Das Warmgebäude selber ist sowohl von innen als auch von außen ein
beeindruckender Bau. Von der kleinsten Abstellkammer, über die
Geschäftsstelle bis hin zur großen VIP-Loge werden in Zukunft rund 100
Räumlichkeiten zur Verfügung stehen. Die neue Geschäftsstelle ist im
westlichen Teil des Gebäudes untergebracht. In Zukunft werden Welling,
Jamro, Dodt und Co dort deutlich entspannter arbeiten können. Zum einen
steht deutlich mehr Platz zur Verfügung und zum anderen gibt es durch
die Bauweise keine störenden Schrägen in den Räumen.
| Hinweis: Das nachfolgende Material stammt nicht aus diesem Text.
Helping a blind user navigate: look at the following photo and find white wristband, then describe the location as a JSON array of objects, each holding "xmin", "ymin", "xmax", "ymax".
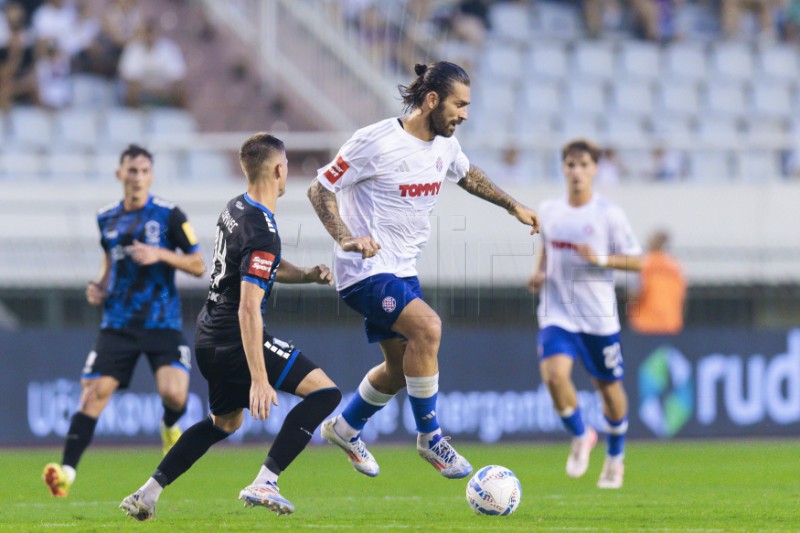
[{"xmin": 596, "ymin": 256, "xmax": 608, "ymax": 268}]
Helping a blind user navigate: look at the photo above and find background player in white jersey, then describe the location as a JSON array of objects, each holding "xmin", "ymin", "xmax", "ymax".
[
  {"xmin": 308, "ymin": 61, "xmax": 539, "ymax": 480},
  {"xmin": 528, "ymin": 139, "xmax": 642, "ymax": 489}
]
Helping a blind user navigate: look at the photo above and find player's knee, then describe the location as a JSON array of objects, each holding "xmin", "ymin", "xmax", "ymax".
[
  {"xmin": 212, "ymin": 412, "xmax": 243, "ymax": 433},
  {"xmin": 159, "ymin": 387, "xmax": 187, "ymax": 410},
  {"xmin": 409, "ymin": 315, "xmax": 442, "ymax": 346},
  {"xmin": 542, "ymin": 371, "xmax": 570, "ymax": 390},
  {"xmin": 306, "ymin": 387, "xmax": 342, "ymax": 417}
]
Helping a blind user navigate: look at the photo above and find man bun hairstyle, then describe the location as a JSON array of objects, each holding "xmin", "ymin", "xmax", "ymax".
[
  {"xmin": 561, "ymin": 138, "xmax": 602, "ymax": 164},
  {"xmin": 398, "ymin": 61, "xmax": 470, "ymax": 112},
  {"xmin": 239, "ymin": 132, "xmax": 285, "ymax": 183},
  {"xmin": 119, "ymin": 144, "xmax": 153, "ymax": 165}
]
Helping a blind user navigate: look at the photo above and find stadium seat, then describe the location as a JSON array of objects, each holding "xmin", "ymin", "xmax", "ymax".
[
  {"xmin": 186, "ymin": 150, "xmax": 235, "ymax": 180},
  {"xmin": 710, "ymin": 42, "xmax": 754, "ymax": 82},
  {"xmin": 514, "ymin": 114, "xmax": 555, "ymax": 144},
  {"xmin": 480, "ymin": 44, "xmax": 524, "ymax": 82},
  {"xmin": 147, "ymin": 109, "xmax": 198, "ymax": 136},
  {"xmin": 102, "ymin": 109, "xmax": 146, "ymax": 149},
  {"xmin": 91, "ymin": 151, "xmax": 121, "ymax": 181},
  {"xmin": 696, "ymin": 115, "xmax": 742, "ymax": 145},
  {"xmin": 525, "ymin": 42, "xmax": 569, "ymax": 81},
  {"xmin": 488, "ymin": 1, "xmax": 532, "ymax": 42},
  {"xmin": 565, "ymin": 81, "xmax": 606, "ymax": 116},
  {"xmin": 1, "ymin": 151, "xmax": 43, "ymax": 180},
  {"xmin": 610, "ymin": 81, "xmax": 654, "ymax": 117},
  {"xmin": 756, "ymin": 45, "xmax": 800, "ymax": 83},
  {"xmin": 45, "ymin": 153, "xmax": 92, "ymax": 181},
  {"xmin": 704, "ymin": 82, "xmax": 747, "ymax": 117},
  {"xmin": 686, "ymin": 150, "xmax": 732, "ymax": 182},
  {"xmin": 71, "ymin": 74, "xmax": 115, "ymax": 108},
  {"xmin": 8, "ymin": 107, "xmax": 54, "ymax": 150},
  {"xmin": 734, "ymin": 151, "xmax": 783, "ymax": 182},
  {"xmin": 151, "ymin": 151, "xmax": 184, "ymax": 181},
  {"xmin": 657, "ymin": 81, "xmax": 701, "ymax": 118},
  {"xmin": 532, "ymin": 1, "xmax": 582, "ymax": 40},
  {"xmin": 521, "ymin": 81, "xmax": 562, "ymax": 114},
  {"xmin": 571, "ymin": 42, "xmax": 615, "ymax": 81},
  {"xmin": 0, "ymin": 114, "xmax": 6, "ymax": 148},
  {"xmin": 557, "ymin": 113, "xmax": 601, "ymax": 141},
  {"xmin": 617, "ymin": 41, "xmax": 661, "ymax": 81},
  {"xmin": 603, "ymin": 115, "xmax": 649, "ymax": 147},
  {"xmin": 55, "ymin": 110, "xmax": 100, "ymax": 151},
  {"xmin": 750, "ymin": 81, "xmax": 793, "ymax": 120},
  {"xmin": 651, "ymin": 115, "xmax": 695, "ymax": 145},
  {"xmin": 745, "ymin": 118, "xmax": 788, "ymax": 146},
  {"xmin": 471, "ymin": 80, "xmax": 517, "ymax": 118},
  {"xmin": 664, "ymin": 43, "xmax": 708, "ymax": 83}
]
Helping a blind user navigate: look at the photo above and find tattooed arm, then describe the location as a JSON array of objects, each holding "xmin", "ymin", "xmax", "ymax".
[
  {"xmin": 307, "ymin": 180, "xmax": 381, "ymax": 259},
  {"xmin": 457, "ymin": 164, "xmax": 540, "ymax": 234}
]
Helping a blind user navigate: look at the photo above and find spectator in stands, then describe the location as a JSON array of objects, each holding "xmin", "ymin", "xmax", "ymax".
[
  {"xmin": 721, "ymin": 0, "xmax": 780, "ymax": 40},
  {"xmin": 64, "ymin": 0, "xmax": 103, "ymax": 73},
  {"xmin": 648, "ymin": 145, "xmax": 685, "ymax": 181},
  {"xmin": 35, "ymin": 38, "xmax": 70, "ymax": 108},
  {"xmin": 780, "ymin": 0, "xmax": 800, "ymax": 41},
  {"xmin": 629, "ymin": 230, "xmax": 686, "ymax": 335},
  {"xmin": 630, "ymin": 0, "xmax": 684, "ymax": 42},
  {"xmin": 495, "ymin": 145, "xmax": 530, "ymax": 185},
  {"xmin": 0, "ymin": 1, "xmax": 36, "ymax": 109},
  {"xmin": 31, "ymin": 0, "xmax": 77, "ymax": 53},
  {"xmin": 99, "ymin": 0, "xmax": 141, "ymax": 73},
  {"xmin": 449, "ymin": 0, "xmax": 490, "ymax": 47},
  {"xmin": 583, "ymin": 0, "xmax": 625, "ymax": 39},
  {"xmin": 118, "ymin": 19, "xmax": 187, "ymax": 107},
  {"xmin": 596, "ymin": 147, "xmax": 625, "ymax": 187}
]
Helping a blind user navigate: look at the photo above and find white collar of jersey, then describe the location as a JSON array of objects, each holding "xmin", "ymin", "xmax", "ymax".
[{"xmin": 392, "ymin": 117, "xmax": 436, "ymax": 148}]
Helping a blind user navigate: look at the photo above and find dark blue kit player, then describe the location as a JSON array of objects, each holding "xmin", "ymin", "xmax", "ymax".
[{"xmin": 44, "ymin": 144, "xmax": 206, "ymax": 497}]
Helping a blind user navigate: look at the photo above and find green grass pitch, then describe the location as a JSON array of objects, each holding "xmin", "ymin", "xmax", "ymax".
[{"xmin": 2, "ymin": 440, "xmax": 799, "ymax": 531}]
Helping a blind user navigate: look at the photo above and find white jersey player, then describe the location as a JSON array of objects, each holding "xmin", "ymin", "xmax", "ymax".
[
  {"xmin": 308, "ymin": 61, "xmax": 539, "ymax": 481},
  {"xmin": 529, "ymin": 139, "xmax": 642, "ymax": 490}
]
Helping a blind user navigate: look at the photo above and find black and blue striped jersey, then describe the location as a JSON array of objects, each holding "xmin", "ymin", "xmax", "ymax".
[
  {"xmin": 98, "ymin": 195, "xmax": 199, "ymax": 330},
  {"xmin": 195, "ymin": 193, "xmax": 281, "ymax": 345}
]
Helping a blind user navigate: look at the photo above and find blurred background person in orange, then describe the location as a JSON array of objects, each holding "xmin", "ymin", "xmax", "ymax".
[{"xmin": 629, "ymin": 230, "xmax": 686, "ymax": 335}]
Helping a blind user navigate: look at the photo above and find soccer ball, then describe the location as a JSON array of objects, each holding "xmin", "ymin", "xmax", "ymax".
[{"xmin": 465, "ymin": 465, "xmax": 522, "ymax": 516}]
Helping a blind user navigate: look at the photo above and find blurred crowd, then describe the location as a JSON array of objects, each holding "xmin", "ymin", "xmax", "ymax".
[{"xmin": 0, "ymin": 0, "xmax": 186, "ymax": 110}]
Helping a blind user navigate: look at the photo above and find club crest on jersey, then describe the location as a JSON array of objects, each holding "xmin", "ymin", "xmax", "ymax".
[
  {"xmin": 248, "ymin": 251, "xmax": 276, "ymax": 279},
  {"xmin": 436, "ymin": 157, "xmax": 443, "ymax": 172},
  {"xmin": 382, "ymin": 296, "xmax": 397, "ymax": 313},
  {"xmin": 145, "ymin": 221, "xmax": 161, "ymax": 245},
  {"xmin": 324, "ymin": 155, "xmax": 350, "ymax": 184},
  {"xmin": 399, "ymin": 182, "xmax": 441, "ymax": 197}
]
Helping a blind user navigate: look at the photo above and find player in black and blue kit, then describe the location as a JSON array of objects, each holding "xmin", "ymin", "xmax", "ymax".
[
  {"xmin": 43, "ymin": 145, "xmax": 207, "ymax": 498},
  {"xmin": 120, "ymin": 133, "xmax": 341, "ymax": 520}
]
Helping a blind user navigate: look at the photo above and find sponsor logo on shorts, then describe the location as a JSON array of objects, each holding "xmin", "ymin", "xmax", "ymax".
[
  {"xmin": 323, "ymin": 155, "xmax": 349, "ymax": 184},
  {"xmin": 382, "ymin": 296, "xmax": 397, "ymax": 313},
  {"xmin": 248, "ymin": 251, "xmax": 276, "ymax": 278}
]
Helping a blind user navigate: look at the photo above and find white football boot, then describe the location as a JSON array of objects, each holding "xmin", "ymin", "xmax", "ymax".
[
  {"xmin": 320, "ymin": 417, "xmax": 380, "ymax": 477},
  {"xmin": 119, "ymin": 490, "xmax": 156, "ymax": 521},
  {"xmin": 597, "ymin": 456, "xmax": 625, "ymax": 489},
  {"xmin": 417, "ymin": 433, "xmax": 473, "ymax": 479},
  {"xmin": 566, "ymin": 427, "xmax": 598, "ymax": 478},
  {"xmin": 239, "ymin": 482, "xmax": 295, "ymax": 515}
]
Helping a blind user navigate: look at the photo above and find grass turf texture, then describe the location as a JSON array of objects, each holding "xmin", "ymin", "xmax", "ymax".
[{"xmin": 2, "ymin": 440, "xmax": 798, "ymax": 531}]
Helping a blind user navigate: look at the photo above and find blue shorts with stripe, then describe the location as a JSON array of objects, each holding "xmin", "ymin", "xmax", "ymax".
[
  {"xmin": 537, "ymin": 325, "xmax": 624, "ymax": 382},
  {"xmin": 195, "ymin": 332, "xmax": 318, "ymax": 415},
  {"xmin": 339, "ymin": 273, "xmax": 424, "ymax": 344}
]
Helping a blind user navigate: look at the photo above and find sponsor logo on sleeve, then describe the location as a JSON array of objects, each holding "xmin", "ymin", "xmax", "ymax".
[
  {"xmin": 323, "ymin": 155, "xmax": 350, "ymax": 184},
  {"xmin": 248, "ymin": 251, "xmax": 276, "ymax": 278}
]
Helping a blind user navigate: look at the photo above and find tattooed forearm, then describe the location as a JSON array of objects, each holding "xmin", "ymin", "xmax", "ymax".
[
  {"xmin": 307, "ymin": 181, "xmax": 353, "ymax": 244},
  {"xmin": 457, "ymin": 164, "xmax": 518, "ymax": 212}
]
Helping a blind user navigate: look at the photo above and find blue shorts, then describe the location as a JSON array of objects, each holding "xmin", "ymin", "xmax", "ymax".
[
  {"xmin": 537, "ymin": 325, "xmax": 624, "ymax": 381},
  {"xmin": 339, "ymin": 274, "xmax": 423, "ymax": 343}
]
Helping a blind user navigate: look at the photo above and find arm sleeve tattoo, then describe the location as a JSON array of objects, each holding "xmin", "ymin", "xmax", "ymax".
[
  {"xmin": 457, "ymin": 164, "xmax": 518, "ymax": 211},
  {"xmin": 307, "ymin": 180, "xmax": 353, "ymax": 244}
]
Im östlichen Teil des Erdgeschosses wird ein Fanshop samt Lager und Büro
errichtet, der sowohl von außen als auch von innen zugänglich sein
wird. Direkt daneben erstreckt sich der erste von insgesamt drei
verschiedenen VIP-Bereichen. Für rund 1.000€ im Jahr können hier im
Bereich „Kulturfreunde 97a“ die zahlenden Gäste den gehobenen Status
Ihres Stadionbesuches genießen.
Die Frage nach einer Stadionkneipe konnten wir uns nicht verkneifen. Die
diplomatische Antwort des GVE-Sprechers ließ nicht lange auf sich
warten: „Der Verein hatte die Möglichkeit mitzubestimmen was wir hier
drin bauen. Hätte der Verein eine KiTa gewollt – wir hätten sie gebaut,
hätte der Verein ein Schwimmbad gewollt – wir hätten es gebaut und das
gilt auch für eine Vereinskneipe. Unter den Gesichtspunkten der
Wirtschaftlichkeit hätte sich eine Vereinskneipe jedoch nicht gelohnt.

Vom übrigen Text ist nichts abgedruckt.